The Russian Supreme Court rejected a request for enforcement of an award issued by a London panel alleging that the Ukrainian nationality of one of the members of the arbitration panel deprived it of the requirements of impartiality and independence.

1. Factual background

On July 26, 2024, the Supreme Court of the Russian Federation – contrary to what the Russian courts had ruled in the previous instances – refused to recognize and enforce an arbitration award issued by the Federation of Oils, Seeds and Fats Associations Ltd in London (‘FOSFA’) in connection with a dispute arising from the imposition of sanctions against Russia by the European Union and the United Kingdom.
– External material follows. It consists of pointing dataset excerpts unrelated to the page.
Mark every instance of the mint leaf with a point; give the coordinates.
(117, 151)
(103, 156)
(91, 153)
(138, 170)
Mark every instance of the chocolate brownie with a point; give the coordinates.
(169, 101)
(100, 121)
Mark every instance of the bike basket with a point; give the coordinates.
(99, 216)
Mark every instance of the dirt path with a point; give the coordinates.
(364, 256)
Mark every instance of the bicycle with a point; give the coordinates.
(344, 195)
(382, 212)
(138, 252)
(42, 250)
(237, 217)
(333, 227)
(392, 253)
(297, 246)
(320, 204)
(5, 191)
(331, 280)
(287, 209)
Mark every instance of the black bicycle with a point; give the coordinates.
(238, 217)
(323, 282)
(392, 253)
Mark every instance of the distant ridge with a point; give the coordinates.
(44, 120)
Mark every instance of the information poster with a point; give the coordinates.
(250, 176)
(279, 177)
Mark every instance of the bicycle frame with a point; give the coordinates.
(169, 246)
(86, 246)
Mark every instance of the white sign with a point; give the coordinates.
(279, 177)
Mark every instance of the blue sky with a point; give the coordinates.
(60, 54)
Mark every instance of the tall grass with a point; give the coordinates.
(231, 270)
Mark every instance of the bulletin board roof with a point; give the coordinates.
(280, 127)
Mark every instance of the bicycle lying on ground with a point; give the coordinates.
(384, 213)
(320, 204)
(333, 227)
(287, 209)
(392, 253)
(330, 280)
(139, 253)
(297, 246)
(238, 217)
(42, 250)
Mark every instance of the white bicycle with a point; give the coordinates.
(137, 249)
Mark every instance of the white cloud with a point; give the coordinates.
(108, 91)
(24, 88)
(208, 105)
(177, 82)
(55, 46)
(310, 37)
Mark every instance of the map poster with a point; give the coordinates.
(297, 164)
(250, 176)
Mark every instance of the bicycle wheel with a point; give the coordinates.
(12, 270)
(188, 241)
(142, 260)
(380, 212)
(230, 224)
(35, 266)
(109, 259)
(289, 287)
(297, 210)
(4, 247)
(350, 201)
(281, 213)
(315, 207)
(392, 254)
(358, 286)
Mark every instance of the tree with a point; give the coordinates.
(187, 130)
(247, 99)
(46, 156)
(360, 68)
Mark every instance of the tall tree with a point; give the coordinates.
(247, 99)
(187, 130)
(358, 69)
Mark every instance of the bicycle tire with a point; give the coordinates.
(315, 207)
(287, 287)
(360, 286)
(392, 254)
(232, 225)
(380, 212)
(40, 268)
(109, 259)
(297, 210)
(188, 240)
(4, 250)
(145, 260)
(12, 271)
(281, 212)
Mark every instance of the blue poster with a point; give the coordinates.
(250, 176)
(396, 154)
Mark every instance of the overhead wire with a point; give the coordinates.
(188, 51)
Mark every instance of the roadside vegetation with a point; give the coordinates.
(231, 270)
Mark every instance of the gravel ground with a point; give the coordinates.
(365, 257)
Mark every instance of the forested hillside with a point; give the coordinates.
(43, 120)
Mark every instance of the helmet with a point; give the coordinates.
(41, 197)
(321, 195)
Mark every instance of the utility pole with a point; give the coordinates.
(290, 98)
The case stems from the conclusion, in 2020, of a contract for the supply of flaxseed between the Russian supplying company Novosibirskkhleboprodukt, and the German purchasing company C. Thywissen GmbH. The contract, governed by English law, provided under Article 9 that the parties could claim compensation only for direct losses resulting from contractual breaches. In addition, the contract contained an arbitration clause under which the resolution of any dispute arising between the parties in relation to the contract (including its interpretation and execution) would be referred to an arbitration tribunal established at FOSFA. The arbitration tribunal would be composed of three arbitrators, two appointed by each party and the third appointed by FOSFA.

A few months after the conclusion of the contract, the Russian supplier, invoking force majeure related to a period of drought, asked the buyer for an extension of the delivery time. The German company, however, objected the extension and, relying on Article 9 of the contract, initiated the arbitration proceedings before FOSFA, seeking compensation for the damages suffered, allegedly equal to the difference between the contract price stipulated by the parties and the market price of the goods at the time of the breach of obligation.

2. The arbitration process and the award

Following the dissolution of a first arbitration tribunal due to an irregularity in the appointment of two of the three arbitrators, a second arbitration tribunal was established. Pursuant to the arbitral clause, the German company appointed a first arbitrator.

However, as the Russian company did not provide for the appointment of the second arbitrator, in compliance with paragraphs 2(c) and 2(b) of the Arbitration Rules , FOSFA proceeded to appoint that arbitrator as well, designating a person of Ukrainian nationality (the other arbitrators had British and Danish nationalities). The arbitration, duly instituted in December 2021, was concluded by Decision No. 4760 in November 2022, awarding the German company compensation in the amount of $600,000 for damages suffered, plus accrued interest.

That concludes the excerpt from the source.